On peut en rester à l’aspect le plus anecdotique, et chercher à savoir en quoi pouvaient bien consister les apparitions que nous décrivent chaque évangile. Qu’est-ce que les disciples ont bien pu voir ? De quel phénomène physique ont-ils été témoins ? De telles questions nous mènent dans une impasse, et surtout, elles nous laissent totalement étrangers, extérieurs à ce qui est raconté. Les évangiles ne sont pas un savoir pour satisfaire la curiosité de personnes fascinées par le sensationnel.
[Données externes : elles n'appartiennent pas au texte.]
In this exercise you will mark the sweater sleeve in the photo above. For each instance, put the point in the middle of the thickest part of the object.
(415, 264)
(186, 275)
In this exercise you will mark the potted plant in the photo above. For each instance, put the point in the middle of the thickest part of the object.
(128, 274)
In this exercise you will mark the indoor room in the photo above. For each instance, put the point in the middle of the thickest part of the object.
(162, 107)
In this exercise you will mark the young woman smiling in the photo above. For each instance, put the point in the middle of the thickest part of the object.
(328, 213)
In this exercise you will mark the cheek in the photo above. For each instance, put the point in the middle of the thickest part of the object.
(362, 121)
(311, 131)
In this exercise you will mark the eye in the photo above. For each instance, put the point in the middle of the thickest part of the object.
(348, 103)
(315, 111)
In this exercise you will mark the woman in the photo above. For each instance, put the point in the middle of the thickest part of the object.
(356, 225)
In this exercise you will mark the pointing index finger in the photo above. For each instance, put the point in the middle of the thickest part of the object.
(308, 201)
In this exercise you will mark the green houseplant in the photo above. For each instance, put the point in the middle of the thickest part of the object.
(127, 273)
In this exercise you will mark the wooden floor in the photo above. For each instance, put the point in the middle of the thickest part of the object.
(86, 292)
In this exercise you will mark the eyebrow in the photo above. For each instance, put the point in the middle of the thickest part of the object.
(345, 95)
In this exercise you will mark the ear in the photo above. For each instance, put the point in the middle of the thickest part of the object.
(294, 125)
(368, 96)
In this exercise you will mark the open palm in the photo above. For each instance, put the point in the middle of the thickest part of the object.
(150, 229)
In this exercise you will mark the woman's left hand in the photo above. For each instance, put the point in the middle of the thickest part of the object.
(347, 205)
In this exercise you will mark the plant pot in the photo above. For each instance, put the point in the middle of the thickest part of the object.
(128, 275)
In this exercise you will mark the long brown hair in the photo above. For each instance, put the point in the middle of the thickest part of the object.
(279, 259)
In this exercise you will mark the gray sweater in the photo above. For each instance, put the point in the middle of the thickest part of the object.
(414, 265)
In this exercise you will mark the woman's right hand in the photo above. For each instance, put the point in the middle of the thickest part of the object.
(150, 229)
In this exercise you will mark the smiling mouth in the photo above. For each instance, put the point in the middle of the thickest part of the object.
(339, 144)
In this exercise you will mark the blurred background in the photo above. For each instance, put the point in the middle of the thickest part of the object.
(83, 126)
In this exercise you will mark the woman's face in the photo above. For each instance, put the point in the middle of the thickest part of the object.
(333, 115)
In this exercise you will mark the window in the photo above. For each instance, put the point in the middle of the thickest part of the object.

Ils ne sont pas non plus une compilation d’informations objectives et neutres, destinées à des observateurs qui ne veulent pas s’impliquer dans le message qui est transmis.

Les textes que nous recevons dans nos liturgies, ces récits des rencontres avec le Ressuscité, sont là pour nous permettre d’entrer à notre tour au cœur de l’expérience que les disciples ont vécue. Bien sûr, nous ne la vivrons pas comme eux. Sans doute, n’allons-nous pas voir Jésus ressuscité comme ont pu le voir Pierre, Jean, Thomas, Marie et tous les autres. Mais cependant, encore aujourd’hui, cette rencontre nous concerne et sa réalité spirituelle est au cœur de notre expérience de foi. Que Jésus soit apparu à l’un ou à l’autre de ses disciples n’est pas si important, après tout. Ce qui compte, et ce que nous font discerner les rédacteurs des évangiles, c’est la visibilité encore actuelle de la vie de Jésus. Où perçoit-on la vie réelle de Jésus à l’œuvre aujourd’hui, dans le concret de nos existences ? Où apparaît-elle, où rayonne-t-elle ? Comment sa vie divine peut-elle convertir le cœur de quelqu’un, au point de l’éveiller à sa réalité et de le convaincre de sa présence et de l’énergie qu’elle contient ? Où prenons-nous distance du monde merveilleux mais ambigu des croyances, des représentations, des imaginations, pour entrer dans une véritable expérience, dans une transformation spirituelle palpable, tangible, témoignage de l’irruption d’un Autre, ce Tout Autre qui rend toute chose radicalement nouvelle ?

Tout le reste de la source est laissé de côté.